While HFCS is regarded as a new dietary demon, we have been exposed to fiendish fructose for eons, although not in any quantity until recent generations. It is unavoidable, but lower exposure through smaller serving sizes, home cooking, dilution of fruit juices, etc. can be managed over time because there is no physical addiction to sugar. Perhaps it will become the new tobacco.

Animal studies show that it would take an impossibly large serving of fructose to kill us, but that doesn’t deny a toxicity that is cumulative and insidious over time. Even the most benign substances that life depends on, like water and oxygen, can harm us when we are overexposed to them.

I imagine a naïve man visiting the seaside for the first time.
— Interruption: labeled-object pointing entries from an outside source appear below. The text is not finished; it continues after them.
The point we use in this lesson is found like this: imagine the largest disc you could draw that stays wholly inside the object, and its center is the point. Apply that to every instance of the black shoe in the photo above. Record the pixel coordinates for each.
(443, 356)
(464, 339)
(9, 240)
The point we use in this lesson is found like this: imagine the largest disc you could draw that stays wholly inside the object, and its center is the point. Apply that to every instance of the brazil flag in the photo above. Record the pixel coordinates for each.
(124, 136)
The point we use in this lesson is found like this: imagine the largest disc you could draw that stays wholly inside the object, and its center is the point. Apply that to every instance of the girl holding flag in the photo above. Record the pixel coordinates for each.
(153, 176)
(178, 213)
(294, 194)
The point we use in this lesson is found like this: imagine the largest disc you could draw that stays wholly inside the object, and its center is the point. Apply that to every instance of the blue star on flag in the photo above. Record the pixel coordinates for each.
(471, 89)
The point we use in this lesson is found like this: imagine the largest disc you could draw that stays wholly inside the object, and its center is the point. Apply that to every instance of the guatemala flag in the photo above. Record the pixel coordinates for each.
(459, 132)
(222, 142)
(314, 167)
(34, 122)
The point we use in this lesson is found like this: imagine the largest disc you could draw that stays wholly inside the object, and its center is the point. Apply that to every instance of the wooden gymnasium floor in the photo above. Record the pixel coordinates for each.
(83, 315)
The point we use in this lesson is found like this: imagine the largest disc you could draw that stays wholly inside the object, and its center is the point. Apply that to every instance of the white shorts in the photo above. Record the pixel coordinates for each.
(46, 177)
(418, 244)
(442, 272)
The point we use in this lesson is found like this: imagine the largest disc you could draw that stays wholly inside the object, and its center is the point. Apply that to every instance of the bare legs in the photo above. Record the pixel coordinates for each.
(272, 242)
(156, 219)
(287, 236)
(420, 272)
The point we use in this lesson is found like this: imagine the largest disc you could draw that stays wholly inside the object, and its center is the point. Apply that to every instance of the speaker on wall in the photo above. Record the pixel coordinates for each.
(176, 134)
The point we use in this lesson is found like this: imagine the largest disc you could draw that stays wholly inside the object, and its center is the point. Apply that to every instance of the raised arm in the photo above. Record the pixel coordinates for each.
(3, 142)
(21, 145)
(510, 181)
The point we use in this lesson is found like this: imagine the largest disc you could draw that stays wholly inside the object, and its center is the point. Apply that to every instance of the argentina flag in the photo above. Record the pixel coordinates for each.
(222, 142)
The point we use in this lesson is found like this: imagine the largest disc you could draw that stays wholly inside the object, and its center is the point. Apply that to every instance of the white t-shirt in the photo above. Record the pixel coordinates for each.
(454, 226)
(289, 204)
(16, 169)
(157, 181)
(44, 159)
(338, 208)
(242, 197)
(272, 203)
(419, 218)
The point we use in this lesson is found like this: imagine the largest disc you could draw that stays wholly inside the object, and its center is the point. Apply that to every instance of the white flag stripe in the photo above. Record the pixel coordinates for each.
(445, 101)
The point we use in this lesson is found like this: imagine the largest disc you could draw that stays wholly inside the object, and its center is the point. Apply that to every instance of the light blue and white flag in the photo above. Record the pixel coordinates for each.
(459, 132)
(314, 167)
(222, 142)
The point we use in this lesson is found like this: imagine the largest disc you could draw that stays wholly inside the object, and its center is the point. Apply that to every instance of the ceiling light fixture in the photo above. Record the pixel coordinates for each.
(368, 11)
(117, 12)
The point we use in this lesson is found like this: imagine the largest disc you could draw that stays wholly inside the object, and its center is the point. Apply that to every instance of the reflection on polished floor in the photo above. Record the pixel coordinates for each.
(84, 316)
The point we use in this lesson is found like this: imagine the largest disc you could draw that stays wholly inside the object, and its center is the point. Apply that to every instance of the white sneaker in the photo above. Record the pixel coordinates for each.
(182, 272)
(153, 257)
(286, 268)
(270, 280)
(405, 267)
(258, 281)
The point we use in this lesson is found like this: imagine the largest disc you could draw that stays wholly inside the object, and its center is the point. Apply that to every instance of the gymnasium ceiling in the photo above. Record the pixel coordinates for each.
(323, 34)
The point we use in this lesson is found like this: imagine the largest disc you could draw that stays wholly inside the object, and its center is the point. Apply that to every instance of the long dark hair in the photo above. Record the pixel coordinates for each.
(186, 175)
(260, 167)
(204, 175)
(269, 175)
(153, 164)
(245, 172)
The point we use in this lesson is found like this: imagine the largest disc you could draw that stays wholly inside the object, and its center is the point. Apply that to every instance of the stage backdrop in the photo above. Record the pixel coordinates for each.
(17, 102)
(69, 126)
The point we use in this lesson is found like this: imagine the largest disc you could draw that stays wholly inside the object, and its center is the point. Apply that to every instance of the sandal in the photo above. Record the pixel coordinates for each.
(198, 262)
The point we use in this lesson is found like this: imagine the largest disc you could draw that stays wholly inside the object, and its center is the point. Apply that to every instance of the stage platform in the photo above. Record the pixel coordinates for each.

He sets up his deckchair on the beach at the low water mark so his toes are wetted by a gentle ripple at the ocean edge. Two hours later, he is enjoying the warm water washing around his calves while he is engrossed in an anthology of Robert Browning. When five more hours have gone by, the soothing water is up to his waist and the open book flops on his chest at the Paracelsus poem as he dozes off. But after ten hours, a wave splashing his face wakens him, but too late to swim back.

Perhaps the metaphor is too strong, but Paracelsus would argue otherwise. He was a sixteenth century doctor and the father of toxicology. A great deal of nonsense has been attributed to him, but he rightly pointed out that “the poison is in the dose.”